*Updated October 30, 2018.
By Cristina Onosé, Director, Government Relations at CMA
It’s been three years since breach notification requirements were incorporated into Canada’s privacy law. The amendments to the Personal Information and Electronic Documents Act (PIPEDA) provided by the Digital Privacy Act in 2015 required the government to develop breach regulations to ensure that organizations report any data breaches deemed to pose a “significant risk of harm” to both individuals and to the Privacy Commissioner. The inclusion of mandatory breach reporting provisions in the law is largely supported by Canadian businesses.
The regulations go into force on November 1, 2018. The final Regulations are not substantively different from the draft regulations released last year, but they do include a number of revisions that generally provide more flexibility to organizations. Organizations that experience a data breach — referred to in the Act as a “breach of security safeguards” — will be required to:
- Determine if the breach poses a “real risk of significant harm” to any individual whose information was involved in the breach (“affected individuals”) by conducting a risk assessment. The assessment of risk must consider the sensitivity of the information involved, and the probability that the information will be misused;
- Notify affected individuals and report to the Privacy Commissioner of Canada as soon as feasible, if the breach poses a real risk of significant harm;
- Notify any other organization that may be able to mitigate harm to affected individuals;
- Maintain a record of any data breach that you become aware of and provide it to the Commissioner upon request.
What is Risk of Harm?
The term “significant harm” includes a wide-range of harms, including: bodily harm, financial loss, identity theft, negative impact on credit records, humiliation, damage to reputation or relationships, loss of employment, business or professional opportunities, and damage to or loss of property.
The factors that are relevant to determining whether a breach of security safeguards creates a real risk of significant harm to the individual include:
- the sensitivity of the personal information involved in the breach; and
- the probability that the personal information has been, is being, or will be, misused.
Notifying the Commissioner
The Regulations list the categories of information that must be contained in a report to the Commissioner:
- Description of circumstances of the breach;
- Day/period when breach occurred;
- Description of personal information breached;
- Number of individuals affected;
- Steps taken to reduce risk of harm that could result from breach;
- Steps taken to notify individuals; and
- Name and contact information of a person who can answer Commissioner’s questions.

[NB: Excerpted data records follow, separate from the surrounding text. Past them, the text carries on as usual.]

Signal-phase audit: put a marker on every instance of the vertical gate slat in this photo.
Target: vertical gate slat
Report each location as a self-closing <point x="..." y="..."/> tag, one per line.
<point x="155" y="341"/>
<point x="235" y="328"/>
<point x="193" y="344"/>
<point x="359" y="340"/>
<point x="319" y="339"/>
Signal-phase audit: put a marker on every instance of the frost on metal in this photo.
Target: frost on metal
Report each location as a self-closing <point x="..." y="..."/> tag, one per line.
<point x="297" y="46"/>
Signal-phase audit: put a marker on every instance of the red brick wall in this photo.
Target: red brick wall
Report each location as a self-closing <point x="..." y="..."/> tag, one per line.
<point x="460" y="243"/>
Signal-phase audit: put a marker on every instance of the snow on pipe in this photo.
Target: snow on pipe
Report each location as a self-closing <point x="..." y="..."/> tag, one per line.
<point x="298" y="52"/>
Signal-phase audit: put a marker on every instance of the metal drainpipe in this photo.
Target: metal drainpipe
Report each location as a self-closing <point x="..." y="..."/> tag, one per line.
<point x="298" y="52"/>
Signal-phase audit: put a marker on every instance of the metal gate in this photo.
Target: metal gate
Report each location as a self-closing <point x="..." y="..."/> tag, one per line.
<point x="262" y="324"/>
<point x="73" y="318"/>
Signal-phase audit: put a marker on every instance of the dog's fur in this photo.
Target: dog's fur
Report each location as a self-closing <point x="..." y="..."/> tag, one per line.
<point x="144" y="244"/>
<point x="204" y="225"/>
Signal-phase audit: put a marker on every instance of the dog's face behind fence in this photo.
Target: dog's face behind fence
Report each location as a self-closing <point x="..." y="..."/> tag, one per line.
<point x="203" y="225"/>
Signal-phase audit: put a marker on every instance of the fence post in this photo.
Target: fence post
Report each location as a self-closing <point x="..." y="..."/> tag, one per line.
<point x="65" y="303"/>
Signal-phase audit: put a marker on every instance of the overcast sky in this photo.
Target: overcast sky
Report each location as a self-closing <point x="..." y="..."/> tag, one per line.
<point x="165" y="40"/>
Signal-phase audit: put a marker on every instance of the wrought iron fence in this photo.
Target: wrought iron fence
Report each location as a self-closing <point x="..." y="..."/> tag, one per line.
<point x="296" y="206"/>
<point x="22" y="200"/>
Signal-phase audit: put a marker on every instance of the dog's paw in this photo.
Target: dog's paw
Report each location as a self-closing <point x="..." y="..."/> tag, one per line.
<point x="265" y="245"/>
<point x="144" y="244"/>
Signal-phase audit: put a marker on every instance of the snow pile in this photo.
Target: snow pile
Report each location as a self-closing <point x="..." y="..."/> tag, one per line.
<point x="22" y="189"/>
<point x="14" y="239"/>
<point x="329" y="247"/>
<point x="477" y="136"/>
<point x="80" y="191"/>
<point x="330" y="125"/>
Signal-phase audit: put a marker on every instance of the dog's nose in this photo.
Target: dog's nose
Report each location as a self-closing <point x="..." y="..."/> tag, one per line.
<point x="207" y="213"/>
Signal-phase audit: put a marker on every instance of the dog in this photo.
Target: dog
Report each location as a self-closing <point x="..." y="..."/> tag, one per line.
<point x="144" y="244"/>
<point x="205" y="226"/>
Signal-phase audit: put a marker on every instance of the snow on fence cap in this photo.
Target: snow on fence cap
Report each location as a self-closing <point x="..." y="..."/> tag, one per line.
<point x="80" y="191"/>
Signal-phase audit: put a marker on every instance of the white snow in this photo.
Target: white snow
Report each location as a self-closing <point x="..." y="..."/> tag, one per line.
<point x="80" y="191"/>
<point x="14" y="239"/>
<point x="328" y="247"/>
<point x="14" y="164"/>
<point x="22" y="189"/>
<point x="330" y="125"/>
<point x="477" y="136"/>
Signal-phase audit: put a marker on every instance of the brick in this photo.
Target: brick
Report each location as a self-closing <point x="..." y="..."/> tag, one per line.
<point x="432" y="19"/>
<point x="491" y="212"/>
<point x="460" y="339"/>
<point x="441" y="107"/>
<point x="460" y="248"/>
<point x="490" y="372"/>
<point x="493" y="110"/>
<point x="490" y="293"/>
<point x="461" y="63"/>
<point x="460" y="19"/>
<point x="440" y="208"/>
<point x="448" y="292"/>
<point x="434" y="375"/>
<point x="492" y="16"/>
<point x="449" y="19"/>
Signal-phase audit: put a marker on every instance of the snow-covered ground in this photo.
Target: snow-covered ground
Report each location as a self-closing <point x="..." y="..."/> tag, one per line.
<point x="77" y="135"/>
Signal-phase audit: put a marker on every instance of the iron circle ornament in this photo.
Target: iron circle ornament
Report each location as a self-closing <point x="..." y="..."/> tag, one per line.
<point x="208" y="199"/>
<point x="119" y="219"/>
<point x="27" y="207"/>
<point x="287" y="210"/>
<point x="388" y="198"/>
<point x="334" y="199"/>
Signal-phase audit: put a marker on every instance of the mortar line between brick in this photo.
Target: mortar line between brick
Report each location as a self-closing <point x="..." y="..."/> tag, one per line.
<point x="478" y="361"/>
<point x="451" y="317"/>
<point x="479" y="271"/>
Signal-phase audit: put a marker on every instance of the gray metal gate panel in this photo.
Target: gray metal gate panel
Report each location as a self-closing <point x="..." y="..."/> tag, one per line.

Data breach reports can be submitted to the Commissioner with the best information available to the organization at the time. This allows an organization to report breaches within an appropriate time frame, even when all information is not yet available. Organizations can provide updates to the Commissioner at a later date as further information becomes available.
Notifying affected individuals
The following information must be contained in a notification to affected individuals (additional information can be included as determined by the organization):
- A description of the circumstances of the breach;
- Day/period when breach occurred;
- Description of the personal information that is the subject of the breach;
- Steps that the organization has taken to reduce the risk of harm to the affected individual resulting from the breach or to mitigate that harm;
- Steps that the affected individual could take to reduce the risk of harm resulting from the breach or to mitigate that harm; and
- Contact information that the affected individual can use to obtain further information about the breach.
The Regulations recognize that both direct and indirect notification to individuals can occur, depending on the circumstances. While organizations should try to directly notify consumers in most cases, there are situations where direct notification to all individuals affected by a breach may be impossible or unfeasible for the breached organization or may cause further harm to affected individuals.
What else do you need to do?
In addition to the notification requirements, organizations also have an obligation to maintain sufficient information in a data breach record to demonstrate that they are tracking data security incidents that result in a breach of personal information.
There is no threshold of materiality for this requirement, meaning that all breaches of personal information require that record be kept. For many businesses, this new requirement may be difficult.
Organizations must hold these data breach records for a minimum of 24 months. This is intended to be a minimum requirement so that organization can keep the records for a longer period of time to meet other obligations and business requirements.
The Privacy Commissioner’s office has released breach guidance to help organizations comply. The guidelines clarify reporting responsibilities and offer guidance on determining significant risk of harm that would lead to notification to individuals and to the Commissioner.